12.2  Byte Stream with Mark Abortable States

   Byte Stream with Mark is designed to provide end-to-end stream
   consistency in the face of user program aborts.  This section
   describes user program aborts, and how Byte Stream with Mark handles
   them.  In the context of this document, "aborting" is defined as
   follows:  Aborting the current execution of a program means to halt
   that execution and to abandon it, never to complete it.  The data
   representing the state of the execution are irrevocably discarded.

   USER PROGRAM ABORTS AND I/O STREAMS

   Aborting the execution of the code that manipulates I/O streams, in
   general, poses significant problems.  Given that a stream is a static
   data object, and is intended to be used over and over again, aborting
   the execution of any routine manipulating a stream can leave it in an
   inconsistent, unusable state.

   Many operating systems solve this problem by manipulating a large
   subset of streams within the confines of the supervisor or executive
   program, which is not vulnerable to aborts, short of system or
   network failure.  Nevertheless, the need still exists to implement
   streams outside of the boundaries of the supervisor.  Furthermore,

Top       Page 76 
   the Symbolics computer environment has no supervisor or executive
   program, and is thus vulnerable to aborts everywhere.

   BYTE STREAM WITH MARK HANDLING OF USER PROGRAM ABORTS

   Byte Stream with Mark is designed to be nearly impervious to the
   aborting of programs using it.  Its design is based on careful
   analysis of all possible states of the stream, and of the effect of
   aborts of the programs using the stream in each of these states.
   This section provides that analysis.

   A "transmission" is a collection of user data sent by the application
   level through the Byte Stream with Mark whose end is well-defined,
   once its start has been recognized.  For instance, the token list
   stream, when using Byte Stream with Mark, sends token lists.  When a
   TOP-LEVEL-LIST-BEGIN has been sent, the containing transmission is
   not considered complete until the corresponding TOP-LEVEL-LIST-END is
   read.  See the section "Token List Transport Layer", section 11.

   The following cases are possible states of the stream when an abort
   occurs:

         1. Abort occurs when the user program is not manipulating the
            stream.

            This case presents no problem.

         2. Abort occurs after a transmission has been partially sent,
            at a packet or record boundary.

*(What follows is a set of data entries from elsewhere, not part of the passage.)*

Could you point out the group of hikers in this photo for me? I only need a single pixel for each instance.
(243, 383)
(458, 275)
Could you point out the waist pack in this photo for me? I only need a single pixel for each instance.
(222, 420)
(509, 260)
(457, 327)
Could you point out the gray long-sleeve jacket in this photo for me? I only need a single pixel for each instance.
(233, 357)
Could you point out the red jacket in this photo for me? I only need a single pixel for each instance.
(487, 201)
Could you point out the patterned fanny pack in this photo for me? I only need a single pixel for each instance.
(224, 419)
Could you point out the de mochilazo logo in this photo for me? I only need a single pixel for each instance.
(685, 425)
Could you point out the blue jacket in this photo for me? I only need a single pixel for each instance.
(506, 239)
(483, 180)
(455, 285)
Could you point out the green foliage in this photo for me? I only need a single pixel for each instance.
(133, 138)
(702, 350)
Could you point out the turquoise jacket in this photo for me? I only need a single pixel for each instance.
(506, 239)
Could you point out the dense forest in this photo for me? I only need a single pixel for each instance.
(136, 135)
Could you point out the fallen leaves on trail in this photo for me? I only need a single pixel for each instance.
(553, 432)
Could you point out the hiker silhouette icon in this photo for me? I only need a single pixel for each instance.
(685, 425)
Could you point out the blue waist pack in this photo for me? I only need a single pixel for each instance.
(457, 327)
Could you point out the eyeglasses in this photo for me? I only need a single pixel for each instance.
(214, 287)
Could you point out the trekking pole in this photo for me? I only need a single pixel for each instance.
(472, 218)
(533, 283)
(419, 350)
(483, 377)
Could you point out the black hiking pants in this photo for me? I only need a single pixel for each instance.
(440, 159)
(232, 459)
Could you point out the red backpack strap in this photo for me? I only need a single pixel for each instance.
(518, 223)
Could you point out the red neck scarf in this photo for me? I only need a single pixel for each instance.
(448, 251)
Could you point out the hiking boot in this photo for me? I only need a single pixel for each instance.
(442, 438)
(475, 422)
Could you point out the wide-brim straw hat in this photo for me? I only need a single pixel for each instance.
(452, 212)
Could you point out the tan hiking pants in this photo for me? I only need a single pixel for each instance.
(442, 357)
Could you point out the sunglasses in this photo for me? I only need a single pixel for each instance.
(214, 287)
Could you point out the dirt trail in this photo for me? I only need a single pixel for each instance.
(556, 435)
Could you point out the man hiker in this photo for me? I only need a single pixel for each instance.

            This implies that the datum that would indicate the
            successful complete sending of that transmission has been
            not yet been sent.

            The Byte Stream with Mark state is consistent, but the
            application level state is not.  The application level must
            determine that the execution of the code composing and
            sending its transmission was, in fact, aborted, and
            initiate resynchronization via marks.

            The receiving side must be careful not to act upon a
            transmission (that is, to perform any action or side
            effect) until the transmission has been successfully
            received in entirety.  This protects the user program from
            the possibility that an abort can occur after a
            transmission has been partially sent.

Top       Page 77 
         3. Abort occurs during the sending or receiving of a record.

            This is the most vulnerable state of the mechanism.  This
            case does not occur on packet-oriented media; it is
            subsumed by the next case.

            This case is handled by minimizing the extent of this
            window, and killing the connection when and if the
            situation is detected.  Depending on the operating system
            involved, this window could be minimized by using
            interrupt-disabling mechanisms, auxiliary processes or
            tasks, or some other technique.

            For buffered streams, input and output waiting can be done
            in consistent states, thus minimizing the amount of time
            manipulating the actual encapsulated stream.  For
            unbuffered streams, a lot of time can be spent in this
            window.  It is expected that unbuffered streams will be
            exceedingly uncommon.  Nevertheless, the implementation of
            Byte Stream with Mark must detect this case.

         4. Abort occurs during the sending or receiving of fundamental
            units of the lowest-level underlying stream (packets,
            buffers, or bytes).

            This case is usually handled by inhibiting interrupts, or
            other forms of masking, in the code implementing the
            encapsulated stream, since no waiting is possible at
            unexpected times.

13.  POSSIBLE FUTURE EXTENSIONS

   NFILE was designed to be extended as the needs of its clients grow,
   or as new clients with different needs appear.  Currently it meets
   the needs of the Symbolics Genera 7.0 operating system, although its
   design is intentionally general.  If users of other operating systems
   identify new features that would be useful, they could be added to
   NFILE.  This section illustrates some areas areas where the design of
   NFILE intentionally accommodates extensions.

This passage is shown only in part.